Entre parenthèses, le yuan valait 6,83 $ ce 9 décembre 2009. Retour à la case départ au bout de 13 mois et le problème des parités monétaires reste entier : le G20 n’a réussi à obtenir aucune avancée… et la question n’a figuré à l’ordre du jour d’aucune des réunions qui se sont tenues cette année !
Nous écrivions fin 2008 : « Pékin pensait que son statut d’exportateur/créancier lui garantirait des décennies de prospérité mais voilà que le système libéral américain basé sur le moteur –symétrique — du crédit et de la consommation part en vrille.

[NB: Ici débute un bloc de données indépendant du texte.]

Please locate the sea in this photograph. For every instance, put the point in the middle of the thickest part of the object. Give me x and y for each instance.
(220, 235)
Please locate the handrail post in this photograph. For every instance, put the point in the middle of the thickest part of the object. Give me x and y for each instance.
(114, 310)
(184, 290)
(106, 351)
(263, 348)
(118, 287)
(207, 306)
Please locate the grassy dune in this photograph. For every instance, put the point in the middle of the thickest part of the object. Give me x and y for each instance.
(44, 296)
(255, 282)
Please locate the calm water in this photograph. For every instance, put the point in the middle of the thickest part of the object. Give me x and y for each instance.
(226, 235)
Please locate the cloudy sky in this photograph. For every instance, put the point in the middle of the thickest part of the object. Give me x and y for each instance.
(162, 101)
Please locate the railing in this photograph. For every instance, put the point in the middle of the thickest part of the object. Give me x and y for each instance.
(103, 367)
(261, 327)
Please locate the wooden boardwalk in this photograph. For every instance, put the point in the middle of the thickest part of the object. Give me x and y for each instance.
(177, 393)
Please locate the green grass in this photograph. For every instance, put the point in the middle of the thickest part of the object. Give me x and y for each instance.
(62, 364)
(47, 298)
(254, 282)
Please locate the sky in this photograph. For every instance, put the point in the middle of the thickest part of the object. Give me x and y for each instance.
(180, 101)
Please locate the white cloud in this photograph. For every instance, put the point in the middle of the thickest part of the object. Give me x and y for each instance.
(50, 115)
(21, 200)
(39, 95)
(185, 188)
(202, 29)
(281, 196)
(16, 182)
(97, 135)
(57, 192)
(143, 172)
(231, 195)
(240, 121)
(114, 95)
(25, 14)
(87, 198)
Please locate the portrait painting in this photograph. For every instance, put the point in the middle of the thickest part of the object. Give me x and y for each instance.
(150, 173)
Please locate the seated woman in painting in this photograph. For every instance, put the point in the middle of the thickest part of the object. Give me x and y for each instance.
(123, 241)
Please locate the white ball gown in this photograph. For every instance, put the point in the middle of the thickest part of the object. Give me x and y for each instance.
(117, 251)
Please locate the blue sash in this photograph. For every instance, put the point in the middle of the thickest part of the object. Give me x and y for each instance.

La croissance retombe sous les 9% pour la première fois depuis l’an 2000 (peut-être même autour de 7,5% au troisième trimestre 2008) et c’est là que les ennuis commencent. »
« Même, s’il reste très difficile de collecter des informations fiables sur le climat social dans les régions peu fréquentées par les investisseurs occidentaux, des échos d’émeutes massives, d’usines incendiées, ont transpiré jusqu’ici malgré l’étroit contrôle de l’information instauré par Pékin : la majorité des Chinois n’a connu l’âge d’or qu’au travers de l’autocélébration permanente véhiculée par les médias officiels. »
Huit mois plus tard, des émeutes ethniques au Xinjiang faisaient officiellement 197 morts… mais il s’agissait avant tout d’une révolte de la majorité ouïghour musulmane de la région contre la domination économique exercé par la minorité Han (les incidents ayant éclaté suite à la fermeture d’une usine).
Pékin a d’abord opté pour une répression sans concession avant de s’attaquer aux racines du problème, lesquelles ont beaucoup à voir avec l’instauration d’une Chine à deux vitesses : les entrepreneurs y ont tôt fait de s’enrichir tandis que les ouvriers ne voient non seulement pas leurs salaires progresser (concurrence du Vietnam, de l’Inde ou du Cambodge oblige) mais leur pouvoir d’achat reculer alors que les prix immobiliers flambent dans les villes où ils tentent de trouver du travail.
Les banques chinoises sont donc fortement incitées à prêter aux classes les moins favorisées, notamment au travers de ce qui s’apparente à du micro-crédit. Elles consentent également des prêts sur huit ans pour l’achat d’une voiture ou sur 40 ans pour l’achat d’un logement (la Chine semble prendre exemple sur le Japon !).
Entre soutien volontariste de l’économie et laxisme monétaire, la frontière s’avère mouvante, à l’aune des abus de la spéculation boursière ou immobilière. Chacun sait que la Chine est en pleine bulle du crédit, chacun sait que cela va éclater un jour (comme c’est le cas en ce moment même aux Emirats)… mais chacun s’empresse d’y investir car la sanction de tous les excès actuels est prévue pour « plus tard », les économistes jugeant que le pays est encore en début de cycle.
C’est probablement le cas si l’exemple retenu est la montée en puissance de la Corée du Sud ou le réveil de l’Espagne post-franquisme dans les années 80… Cependant, il est difficile de pousser plus loin la comparaison s’agissant d’un pays-continent 30 fois plus peuplé que les deux pays précités (qui comptent environ 45 millions d’habitants respectivement contre un milliard 350 millions pour l’empire du Milieu).
Si l’histoire devait se répéter, il faudrait deux planètes Terre (en termes de ressources naturelles) pour permettre à Pékin d’atteindre en 20 ans le même stade de développement que Séoul — dont l’émergence remonte à plus de 30 ans… C’était alors un tout autre monde, avec un environnement géopolitique radicalement différent.